For Every Girl – Or Woman

On the very long and bumpy road to loving myself, I’ve come to find as I’ve gotten older that I simply shouldn’t give a flying fuck what other people think of me. And all though that is substantially true, myself, along with other people feel that we need other peoples’ approval of our own selves. But the more I think about it, the more ridiculous it seems. Like, why should I live my life to constantly please people who don’t matter to me? It’s my life. And being on the long continuous road to loving myself, I know that for guys, one of the sexiest things a girl can do is to be comfortable with herself and her body. Obviously I wouldn’t want this just for my boyfriend, but for myself. He seems to love to way I look naked. So why can’t I? I want to stop being ashamed to see myself naked or cover myself up around my boyfriend of whom I’ve been dating for over 2 1/2 years. That’s insane! Who does that?!?! Who covers themselves when walking around their room in front of the person they love?
Another thing I’ve realized. I’ve resented skinny bitches in the past, and I don’t have a right to. And all this talk of ‘real women have curves’ and ‘only dogs like bones’. I read that and I’m thinking, okay, even though I’m not skinny, if I was, I’d be upset about these sayings. One of my best friends is very athletic and is a dancer. She is self conscious of her body and wishes she had more curves. She thinks she sometimes looks too muscular or skinny. I think she has a super hot bod. And her boobs are amazing. And even though she’s skinny, it doesn’t mean she’s necessarily like that on purpose. Some girls are just like that. It’s not their fault. Why should I hate girls who are naturally like that? I have to admit I am bitter when girls are healthy and work out, because I know I should be doing that. But I’m sorry if I’d rather eat pizza while watching re-runs of my favorite tv shows. I guess my point is, well, I have many. But for one, every single woman is built differently. Some are skinny, curvy, thick or whatever you want to call it. If we could all learn to embrace each other for who we are and what our bodies are, then we’d have a different society. My perception of what skinny is and what fat is, is ridiculous. I call myself fat all the time. I don’t as much as I used to, because I’m trying that whole -love yourself- thing. But to a standard person, I wouldn’t be considered fat. Or skinny. Probably average.

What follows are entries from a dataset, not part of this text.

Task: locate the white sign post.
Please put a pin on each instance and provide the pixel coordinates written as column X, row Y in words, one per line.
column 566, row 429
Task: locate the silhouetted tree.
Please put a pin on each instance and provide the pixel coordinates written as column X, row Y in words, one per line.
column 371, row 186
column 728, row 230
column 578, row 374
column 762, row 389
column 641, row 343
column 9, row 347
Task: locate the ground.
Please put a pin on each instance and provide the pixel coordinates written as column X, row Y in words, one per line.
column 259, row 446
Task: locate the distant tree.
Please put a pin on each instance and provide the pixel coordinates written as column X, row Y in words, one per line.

Sorry, not sorry, but I’d just rather have pizza over celery or tofu bullshit. I love carbs. I hate that I love carbs, but I do. Ugh. Carbs – why must you be so bad but so effing good?
See, what we should do is try and eat at least a little better than we do now, not to be skinny but for our health. My only focus for eating healthy is to become a size 1 or 2. That’s not good. It should be my body that’s important to me, not how much I weigh.

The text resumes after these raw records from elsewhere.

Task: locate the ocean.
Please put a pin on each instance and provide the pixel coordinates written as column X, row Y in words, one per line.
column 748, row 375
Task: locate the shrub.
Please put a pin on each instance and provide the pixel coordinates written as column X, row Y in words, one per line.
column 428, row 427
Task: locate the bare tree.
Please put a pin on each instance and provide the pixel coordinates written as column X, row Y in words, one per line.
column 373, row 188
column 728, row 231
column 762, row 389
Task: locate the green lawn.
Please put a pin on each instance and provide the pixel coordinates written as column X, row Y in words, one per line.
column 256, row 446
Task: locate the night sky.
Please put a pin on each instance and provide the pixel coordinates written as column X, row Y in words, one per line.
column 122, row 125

These are the things that haunt me and I’m sure a lot of girls. It’s really hard loving yourself when all you see are flaws. But I’m trying to tell myself I’m beautiful everyday. Because… I am. And it’s time I start seeing it. And… My body is too. Because it’s mine. And there’s only one. Unless I decided to get plastic surgery but I’m not so… Yeah.
My goal is to let me love me a little more each day. And embrace my body and realize that it’s beautiful. It’s alive and breathing and well – so therefore it’s beautiful, it’s doing it’s job. Just like all of yours.